Anaphora resolution is a central task in natural language understanding systems. For Chinese, a major challenge is zero anaphora (ZA). The existing automatic Chinese ZA resolution algorithms, despite their differences, mainly rely on syntactic factors in resolving ZA. In contrast, linguistic studies show that discourse information such as topic is important in Chinese ZA resolution.;This study is intended to address this discrepancy by incorporating topic features into the proposed automatic ZA resolution algorithm. The corpus for this study is Converse (2006a). A machine-learning approach is adopted.;First, topic structures were annotated in the training data by two native speaker Chinese graduate students trained in linguistics. Each file in the training data was independently annotated and then adjudicated.;Then, four rounds of machine-learning algorithm were implemented: (1) Round 1, the baseline, used Zhao & Ng's (2007) 26 features (mainly syntactic information); (2) Round 2 added the manually annotated topics as one feature to the baseline; (3) Round 3 used 21 topic-related features automatically extracted from the corpus; (4) Error analysis was then conducted, on the basis of which 25 topic-related features were re-selected in Round 4.;The performances of the four rounds were compared in three ways: (i) by running 5-fold cross validation on the training data; (ii) by running the trained model on the test data; and (iii) by conducting ROC analysis.
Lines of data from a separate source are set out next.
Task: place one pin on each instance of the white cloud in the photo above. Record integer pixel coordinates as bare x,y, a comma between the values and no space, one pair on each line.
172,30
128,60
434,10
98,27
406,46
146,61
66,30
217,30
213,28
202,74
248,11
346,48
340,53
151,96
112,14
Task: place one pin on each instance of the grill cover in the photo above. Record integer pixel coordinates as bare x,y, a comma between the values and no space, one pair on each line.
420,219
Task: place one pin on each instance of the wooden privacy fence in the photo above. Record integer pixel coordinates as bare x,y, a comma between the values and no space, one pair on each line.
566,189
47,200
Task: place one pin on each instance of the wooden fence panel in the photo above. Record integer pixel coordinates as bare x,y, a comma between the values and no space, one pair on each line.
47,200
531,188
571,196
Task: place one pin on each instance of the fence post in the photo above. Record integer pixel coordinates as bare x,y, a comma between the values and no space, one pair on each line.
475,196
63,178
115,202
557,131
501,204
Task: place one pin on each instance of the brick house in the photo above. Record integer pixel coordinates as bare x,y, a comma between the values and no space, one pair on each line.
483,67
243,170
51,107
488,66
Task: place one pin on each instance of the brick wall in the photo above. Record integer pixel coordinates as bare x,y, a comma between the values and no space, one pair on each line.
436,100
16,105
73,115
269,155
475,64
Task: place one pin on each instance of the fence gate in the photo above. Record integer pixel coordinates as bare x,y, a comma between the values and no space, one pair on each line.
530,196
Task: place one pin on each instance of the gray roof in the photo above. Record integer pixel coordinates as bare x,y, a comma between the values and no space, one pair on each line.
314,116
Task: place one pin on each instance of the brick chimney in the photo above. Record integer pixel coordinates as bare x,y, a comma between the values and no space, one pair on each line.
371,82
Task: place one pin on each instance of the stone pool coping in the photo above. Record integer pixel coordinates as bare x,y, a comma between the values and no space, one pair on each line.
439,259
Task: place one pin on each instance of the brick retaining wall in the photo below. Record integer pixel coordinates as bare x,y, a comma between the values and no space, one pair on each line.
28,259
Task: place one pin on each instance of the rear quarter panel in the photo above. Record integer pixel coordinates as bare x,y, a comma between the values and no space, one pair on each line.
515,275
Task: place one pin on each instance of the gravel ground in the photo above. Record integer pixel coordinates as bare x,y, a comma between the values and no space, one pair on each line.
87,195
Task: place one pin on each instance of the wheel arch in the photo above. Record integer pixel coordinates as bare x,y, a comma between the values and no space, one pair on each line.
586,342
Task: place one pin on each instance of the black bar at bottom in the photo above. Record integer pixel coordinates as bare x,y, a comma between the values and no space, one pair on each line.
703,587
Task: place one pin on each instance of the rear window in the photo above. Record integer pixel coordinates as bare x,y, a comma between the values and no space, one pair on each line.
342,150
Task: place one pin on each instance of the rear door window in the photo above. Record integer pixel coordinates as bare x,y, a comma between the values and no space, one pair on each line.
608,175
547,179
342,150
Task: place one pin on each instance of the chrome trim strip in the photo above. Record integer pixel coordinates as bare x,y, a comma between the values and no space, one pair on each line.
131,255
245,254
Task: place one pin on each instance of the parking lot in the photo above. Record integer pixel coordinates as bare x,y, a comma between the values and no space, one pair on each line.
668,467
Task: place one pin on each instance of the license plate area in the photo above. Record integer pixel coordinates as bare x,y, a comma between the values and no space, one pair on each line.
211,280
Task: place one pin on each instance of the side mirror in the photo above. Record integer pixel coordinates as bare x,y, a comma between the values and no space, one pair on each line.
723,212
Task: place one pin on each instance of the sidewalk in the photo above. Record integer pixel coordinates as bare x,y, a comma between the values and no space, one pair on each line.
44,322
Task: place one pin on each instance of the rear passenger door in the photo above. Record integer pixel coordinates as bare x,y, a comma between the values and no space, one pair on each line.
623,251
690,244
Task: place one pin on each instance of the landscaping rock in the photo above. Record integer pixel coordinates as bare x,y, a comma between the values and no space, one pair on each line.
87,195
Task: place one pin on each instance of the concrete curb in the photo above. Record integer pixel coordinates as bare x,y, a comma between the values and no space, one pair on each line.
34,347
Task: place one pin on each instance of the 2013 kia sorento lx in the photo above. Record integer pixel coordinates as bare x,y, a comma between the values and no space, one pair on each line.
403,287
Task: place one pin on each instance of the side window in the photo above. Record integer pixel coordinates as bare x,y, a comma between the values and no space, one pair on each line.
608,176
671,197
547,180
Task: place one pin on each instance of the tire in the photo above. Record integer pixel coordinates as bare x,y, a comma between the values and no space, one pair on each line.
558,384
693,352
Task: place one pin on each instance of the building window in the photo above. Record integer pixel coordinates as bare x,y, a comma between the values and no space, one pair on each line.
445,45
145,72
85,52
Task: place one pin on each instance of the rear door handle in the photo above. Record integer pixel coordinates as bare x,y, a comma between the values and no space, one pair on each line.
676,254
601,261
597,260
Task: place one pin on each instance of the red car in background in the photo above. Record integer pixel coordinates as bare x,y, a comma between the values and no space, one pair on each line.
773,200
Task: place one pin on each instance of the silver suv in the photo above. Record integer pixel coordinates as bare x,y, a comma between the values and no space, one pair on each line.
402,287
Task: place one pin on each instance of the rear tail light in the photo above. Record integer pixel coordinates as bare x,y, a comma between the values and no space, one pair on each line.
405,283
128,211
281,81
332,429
Results show that the use of manually annotated topics (Round 2) and carefully-selected topic-related features (Round 4) does help improve ZA resolution (e.g., on test data, the F-measure of Round 4 was 0.582, 29% higher than the baseline (0.452). McNemar's test shows that the error rate of Round 4 was significantly lower than the baseline (p<0.01), the odds ratio being 3.0). In addition, Round 4 achieved similar results to Round 2: Because the features in Round 4 can be automatically extracted, it is cheaper and therefore more practical for ZA resolution than hand annotation.;This study therefore demonstrates that automatic Chinese ZA resolution can be improved beyond previous approaches by including in the model those syntactic features highly correlated with the discourse concept of topic.